Goldwater Moment
Since Rick Perlstein's book on Barry Goldwater seems to be such a
hot topic these days, it's probably worth pointing out
this long Perlstein essay on what
he thinks the Democrats should do to win in the long-term. Rather unsurprisingly, he thinks they need a Goldwater moment of their own, built around economic populism. Ho hum, yeah, but some of the
responses and critiques he got were a bit more provocative.
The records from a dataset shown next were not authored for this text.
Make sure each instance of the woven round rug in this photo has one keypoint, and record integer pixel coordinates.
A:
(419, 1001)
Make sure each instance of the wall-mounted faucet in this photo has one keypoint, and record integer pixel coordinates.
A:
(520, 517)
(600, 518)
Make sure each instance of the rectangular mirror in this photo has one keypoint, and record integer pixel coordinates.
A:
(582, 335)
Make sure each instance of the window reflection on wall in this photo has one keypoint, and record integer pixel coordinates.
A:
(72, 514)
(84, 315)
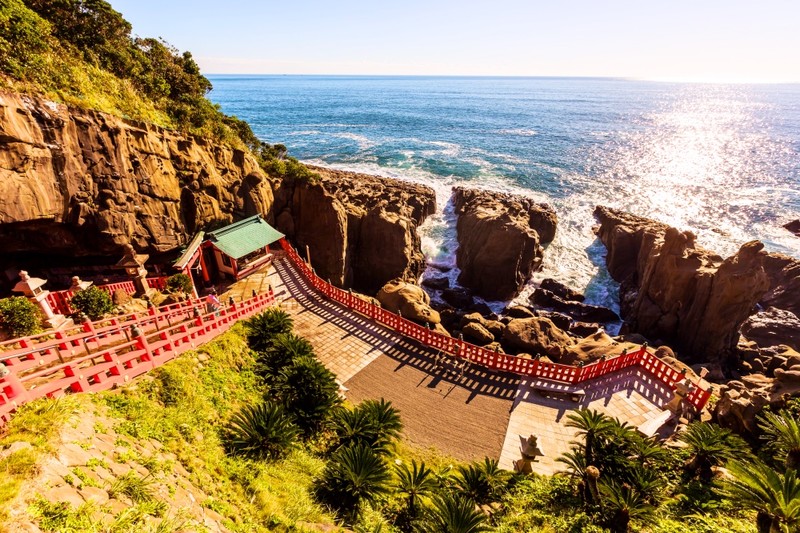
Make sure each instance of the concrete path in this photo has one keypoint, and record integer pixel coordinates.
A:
(468, 415)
Not being a student of the period—and not having read the book!—I don't have a whole lot to add, except to lament the fact that LBJ had to get bogged down in the Vietnam War. The Democrats had crushed—crushed!—the conservative movement after 1964, and presumably they could have gone on for ages. People like to note that Richard Nixon proved to be a pretty liberal fellow, but his appointments to the Court (Burger, Blackmun, Powell, Rehnquist) certainly set back the growing liberal consensus on guaranteeing economic rights. Humphrey or a second-term LBJ or even Robert F. Kennedy would have pushed much further, and odds are the Goldwater movement would have had to wander around in the wilderness for a lot longer. So even their 16-year "exile" from American politics (from Goldwater's defeat to Reagan's election), during which America became a
lot more progressive, was less progressive than it might have been. They were lucky, and the Democrats unlucky for imploding, but the price of exile could have been much, much
worse.
By the way, John Kenneth Galbraith
seems to think that JFK would have pulled the U.S. out of the Vietnam. Oh how fun alternate history might have looked.